The FIFA referee caused controversy when he blew for full time five minutes early before restarting the game and ending it once again 13 seconds before the full 90 minutes were up.
Sikazwe says he was badly affected the weather conditions of the day and could even have died of heatstroke.
Mali won the game 1-0 but Sikazwe had to be escorted from the field by aggrieved staff of the Tunisia national team.
"I have seen people going for duties outside the country and come back in a casket," Sikazwe told Zambian media after arriving in his home country.
"I was very close to coming back like that.
"I was lucky I didn't go into a coma. It would have been a very different story.

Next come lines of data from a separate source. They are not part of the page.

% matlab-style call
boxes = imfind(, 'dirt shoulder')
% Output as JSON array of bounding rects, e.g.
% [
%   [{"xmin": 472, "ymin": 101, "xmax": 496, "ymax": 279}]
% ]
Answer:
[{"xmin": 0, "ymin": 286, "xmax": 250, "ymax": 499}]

"The doctors told me my body was not cooling down. It would have been just a little time before [I would have gone] into a coma, and that would have been the end.
"I think God told me to end the match. He saved me."
"The weather was so hot, and the humidity was about 85%," he added.
"After the warm-up I felt the [conditions] were something else. We were trying to drink water but you could not feel the water quenching you - nothing.
"But we [match officials] believe we are soldiers and we go and fight.
"Everything I was putting on was hot. Even the communication equipment, I wanted to throw it away. It was so hot."
"I started getting confused. I could not hear anybody," he said.
"I reached the point where I could start hearing some noise and I thought someone was communicating with me and people were telling me 'no you ended the match'. It was a very strange situation.
"I was going through my head to find who told me to end the match. Maybe I was talking to myself, I don't know. That is how bad the situation was."
Sikazwe took charge of the 2017 AFCON final between Egypt and Cameroon while he officiated two games at the 2018 FIFA World Cup in Russia.